A Singaporean investor recently made waves in the art world when he spent a record-breaking SGD 93 million (USD 69 million) worth of cryptocurrency on a digital art piece.
The piece was sold in the form of a non-fungible token (NFT), which is a unique cryptographic token that exists on the Ethereum blockchain. However, since each NFT is unique, it cannot be traded or exchanged at equivalency. Therefore, digital tokens can be thought of as certificates of ownership for virtual or physical assets.
Each NFT has a unique identification code and metadata that distinguishes one from another, which differs from other forms of currencies. For example, one bitcoin is always equal in value to another bitcoin. Similarly, a single unit of ether is always equal to another unit.
Anyone can “tokenize” their work to sell as an NFT, and the interest to do so has been fueled by million-dollar sales hitting the headlines. For example, an animated gif of Nyan Cat—a 2011 meme of a flying pop-tart cat—sold for more than USD 500,000.
Most recently, digital clothing has been making waves in the NFT space, as something that consumers can purchase as well. According to digital fashion startup Republiqe, its digital clothing allows consumers to “look amazing without leaving the comfort of their homes” by imagining that they are their own “real-life avatar.”
Customers purchase digital clothes the same way they would buy apparel online, but with an added step. After selecting the garment that they would like to purchase, they will be required to upload an image of themselves.

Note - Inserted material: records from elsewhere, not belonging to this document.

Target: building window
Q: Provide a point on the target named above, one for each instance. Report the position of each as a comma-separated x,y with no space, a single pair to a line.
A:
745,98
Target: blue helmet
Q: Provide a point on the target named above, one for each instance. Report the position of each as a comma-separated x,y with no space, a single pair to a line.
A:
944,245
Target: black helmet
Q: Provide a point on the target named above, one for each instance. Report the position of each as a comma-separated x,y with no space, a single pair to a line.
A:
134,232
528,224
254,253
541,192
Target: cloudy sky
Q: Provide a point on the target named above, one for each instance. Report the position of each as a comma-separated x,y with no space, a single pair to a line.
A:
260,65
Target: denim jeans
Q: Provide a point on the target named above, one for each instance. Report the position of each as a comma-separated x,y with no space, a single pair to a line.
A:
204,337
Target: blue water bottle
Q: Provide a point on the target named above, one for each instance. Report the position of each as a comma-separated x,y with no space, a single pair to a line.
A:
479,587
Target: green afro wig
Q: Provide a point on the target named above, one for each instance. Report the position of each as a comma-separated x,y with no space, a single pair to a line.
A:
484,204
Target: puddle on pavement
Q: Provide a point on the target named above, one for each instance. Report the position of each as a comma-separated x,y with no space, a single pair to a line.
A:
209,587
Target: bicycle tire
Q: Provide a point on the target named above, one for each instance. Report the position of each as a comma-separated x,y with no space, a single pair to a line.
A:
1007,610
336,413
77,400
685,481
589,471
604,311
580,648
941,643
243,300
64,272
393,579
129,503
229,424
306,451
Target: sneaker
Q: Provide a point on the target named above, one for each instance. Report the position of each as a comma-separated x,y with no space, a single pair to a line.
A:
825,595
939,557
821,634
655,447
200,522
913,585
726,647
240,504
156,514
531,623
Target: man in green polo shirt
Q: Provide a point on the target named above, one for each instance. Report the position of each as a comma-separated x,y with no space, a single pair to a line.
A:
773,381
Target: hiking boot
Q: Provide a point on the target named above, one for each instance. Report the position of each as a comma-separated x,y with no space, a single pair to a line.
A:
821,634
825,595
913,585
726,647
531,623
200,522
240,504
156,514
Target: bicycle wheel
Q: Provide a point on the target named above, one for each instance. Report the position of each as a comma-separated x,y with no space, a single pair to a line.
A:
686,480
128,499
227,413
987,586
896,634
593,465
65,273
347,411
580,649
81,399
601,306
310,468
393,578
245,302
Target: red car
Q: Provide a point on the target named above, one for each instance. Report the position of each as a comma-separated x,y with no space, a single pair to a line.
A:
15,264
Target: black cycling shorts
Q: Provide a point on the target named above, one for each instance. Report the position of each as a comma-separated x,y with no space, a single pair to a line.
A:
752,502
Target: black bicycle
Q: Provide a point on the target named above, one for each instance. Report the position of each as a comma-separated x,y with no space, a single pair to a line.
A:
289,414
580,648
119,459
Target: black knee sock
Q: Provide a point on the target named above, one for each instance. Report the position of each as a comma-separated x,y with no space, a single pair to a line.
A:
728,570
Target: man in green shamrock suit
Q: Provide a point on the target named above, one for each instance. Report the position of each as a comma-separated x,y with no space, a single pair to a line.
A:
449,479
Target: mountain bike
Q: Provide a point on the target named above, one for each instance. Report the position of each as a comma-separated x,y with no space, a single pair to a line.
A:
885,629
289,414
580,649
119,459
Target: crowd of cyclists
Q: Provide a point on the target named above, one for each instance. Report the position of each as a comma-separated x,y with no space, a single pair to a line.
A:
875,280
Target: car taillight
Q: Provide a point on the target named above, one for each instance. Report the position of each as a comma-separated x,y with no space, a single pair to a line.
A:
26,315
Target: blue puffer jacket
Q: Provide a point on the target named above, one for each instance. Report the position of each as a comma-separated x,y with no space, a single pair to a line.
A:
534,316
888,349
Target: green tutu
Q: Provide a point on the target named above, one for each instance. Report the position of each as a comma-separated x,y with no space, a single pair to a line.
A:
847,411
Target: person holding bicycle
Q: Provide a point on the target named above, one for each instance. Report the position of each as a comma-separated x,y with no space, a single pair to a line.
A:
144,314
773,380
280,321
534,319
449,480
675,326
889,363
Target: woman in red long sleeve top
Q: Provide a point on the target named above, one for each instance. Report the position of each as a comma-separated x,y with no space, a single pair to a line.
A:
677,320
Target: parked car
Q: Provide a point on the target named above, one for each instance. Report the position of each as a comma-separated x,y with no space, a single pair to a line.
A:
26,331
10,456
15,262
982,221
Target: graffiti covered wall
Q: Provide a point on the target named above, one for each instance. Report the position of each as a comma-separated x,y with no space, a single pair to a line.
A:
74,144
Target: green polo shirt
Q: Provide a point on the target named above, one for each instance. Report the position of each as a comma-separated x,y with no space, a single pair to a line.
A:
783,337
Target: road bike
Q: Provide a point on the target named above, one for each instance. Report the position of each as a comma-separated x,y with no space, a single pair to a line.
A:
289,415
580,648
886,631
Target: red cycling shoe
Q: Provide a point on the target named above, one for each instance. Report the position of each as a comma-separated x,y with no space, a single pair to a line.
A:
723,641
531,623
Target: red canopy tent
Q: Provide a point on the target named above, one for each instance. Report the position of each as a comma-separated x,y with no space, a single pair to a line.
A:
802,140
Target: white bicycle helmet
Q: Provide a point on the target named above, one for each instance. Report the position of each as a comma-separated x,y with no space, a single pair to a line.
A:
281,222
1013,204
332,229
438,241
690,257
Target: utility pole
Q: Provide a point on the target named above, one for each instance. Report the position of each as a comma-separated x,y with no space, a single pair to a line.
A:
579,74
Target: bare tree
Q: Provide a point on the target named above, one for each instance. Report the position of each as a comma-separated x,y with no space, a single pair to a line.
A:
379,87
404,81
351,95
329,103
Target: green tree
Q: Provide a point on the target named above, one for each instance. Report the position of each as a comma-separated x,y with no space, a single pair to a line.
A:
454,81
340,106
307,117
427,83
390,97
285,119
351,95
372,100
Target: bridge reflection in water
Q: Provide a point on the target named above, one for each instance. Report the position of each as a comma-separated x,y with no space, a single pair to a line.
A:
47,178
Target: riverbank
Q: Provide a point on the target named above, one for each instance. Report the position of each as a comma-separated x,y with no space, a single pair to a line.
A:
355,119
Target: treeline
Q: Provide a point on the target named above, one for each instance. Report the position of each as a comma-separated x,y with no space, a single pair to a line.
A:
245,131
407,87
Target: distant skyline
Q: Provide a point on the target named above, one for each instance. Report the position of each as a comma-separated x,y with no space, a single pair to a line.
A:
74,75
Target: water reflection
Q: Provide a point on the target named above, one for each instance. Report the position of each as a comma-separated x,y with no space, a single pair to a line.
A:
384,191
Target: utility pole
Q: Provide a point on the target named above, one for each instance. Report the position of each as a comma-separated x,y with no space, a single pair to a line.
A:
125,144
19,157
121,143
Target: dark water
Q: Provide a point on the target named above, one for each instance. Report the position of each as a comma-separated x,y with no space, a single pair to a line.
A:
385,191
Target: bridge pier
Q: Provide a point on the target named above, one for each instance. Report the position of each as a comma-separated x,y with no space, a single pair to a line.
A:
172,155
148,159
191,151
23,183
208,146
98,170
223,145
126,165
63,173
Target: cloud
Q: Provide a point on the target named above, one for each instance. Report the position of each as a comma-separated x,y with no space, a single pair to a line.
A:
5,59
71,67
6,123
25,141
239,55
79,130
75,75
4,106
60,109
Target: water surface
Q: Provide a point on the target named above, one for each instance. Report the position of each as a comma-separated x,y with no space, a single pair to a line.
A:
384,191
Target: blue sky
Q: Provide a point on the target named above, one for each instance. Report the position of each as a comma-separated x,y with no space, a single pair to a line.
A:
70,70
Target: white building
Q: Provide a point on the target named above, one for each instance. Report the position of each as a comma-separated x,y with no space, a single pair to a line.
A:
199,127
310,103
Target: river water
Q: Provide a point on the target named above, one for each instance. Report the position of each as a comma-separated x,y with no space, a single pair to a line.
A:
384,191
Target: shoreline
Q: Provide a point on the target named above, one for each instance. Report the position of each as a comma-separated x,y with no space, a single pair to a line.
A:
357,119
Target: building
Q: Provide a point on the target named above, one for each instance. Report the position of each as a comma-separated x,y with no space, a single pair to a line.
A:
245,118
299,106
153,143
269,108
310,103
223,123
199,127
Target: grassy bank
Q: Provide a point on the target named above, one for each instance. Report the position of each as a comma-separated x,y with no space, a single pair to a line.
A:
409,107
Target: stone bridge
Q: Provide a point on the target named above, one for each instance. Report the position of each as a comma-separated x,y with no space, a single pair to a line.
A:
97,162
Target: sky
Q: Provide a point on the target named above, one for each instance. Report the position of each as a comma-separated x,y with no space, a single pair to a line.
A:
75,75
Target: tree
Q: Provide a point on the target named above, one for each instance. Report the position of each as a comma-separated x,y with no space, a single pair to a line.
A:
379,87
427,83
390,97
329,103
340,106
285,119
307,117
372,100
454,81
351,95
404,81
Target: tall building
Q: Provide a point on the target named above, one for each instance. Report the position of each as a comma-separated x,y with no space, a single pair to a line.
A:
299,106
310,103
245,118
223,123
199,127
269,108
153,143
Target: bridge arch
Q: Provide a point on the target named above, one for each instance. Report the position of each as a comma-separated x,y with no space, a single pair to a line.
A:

Republiqe’s digital tailoring team then fits the customer’s new, fully sustainable, ethically produced, digital garment over their image. The image is then sent back to the customer, ready to share on social media in less than 72 hours.
In terms of cost, price points at Republiqe are similar to that of mainstream fashion brands. A long printed blazer will set a shopper back GBP 40 (USD 55), while an oversized t-shirt sells for GBP 20 (USD 28).
Republiqe founder James Gaubert has over 20 years of experience in the luxury fashion industry and has worked with brands like Chanel, LVMH, and Burberry. He decided to capitalize on his knowledge in luxury fashion to start Republiqe on three core pillars—creativity, technology, and sustainability.
“We wanted to challenge and disrupt the fashion industry, similar to what Elon Musk and Tesla have done to the automotive industry. I have seen firsthand the damage that is being caused to our planet by the fashion industry, along with unethical production, and this made me want to make a difference,” Gaubert told Vulcan Post.
As a fully digital brand, Republiqe does not have long manufacturing lead times, which enables the brand to be more agile and create garments off the cuff in response to social events and “moments that matter.”
It also does not operate within the usual confines of seasons that traditional brands operate around. “Our role is to constantly listen to, and understand our consumers, to create clothing around events that matter to them. For example, we have an Earth Day microcapsule, a Pride collection, and more,” said Gaubert.
Furthermore, another factor that sets Republiqe apart is that it is not limited by the types of fabrics and materials it can use, and the team’s creativity can flow freely. For example, a customer can have a fully diamond-encrusted garment and yet not have to pay a hefty sum.
The future of fashion?
According to James, the response to his digital clothes has been positive so far, and the team has sold over 500 garments within the first six months. He acknowledged that though the number might not seem significant for some, he considers it a huge success as digital fashion is a completely new space.
He believes that the future of fashion is digital. Even though there will always be a need for physical clothes, looking good on social media is extremely important to Gen Z consumers, who are keen on building an online personality.
Thus, Republiqe and other digital fashion brands provide Gen Z consumers with outfits they might not typically wear in real life, which James thinks will become more important in the future. “I expect to see a significant shift in spending over the coming years from physical to digital. The possibilities are endless,” he said.
There is still a long way to educate both manufacturers and consumers, but big brands like Moschino are already dipping their toes into the digital space.
It gives Gaubert the confidence that he is “on the cusp of something very big.”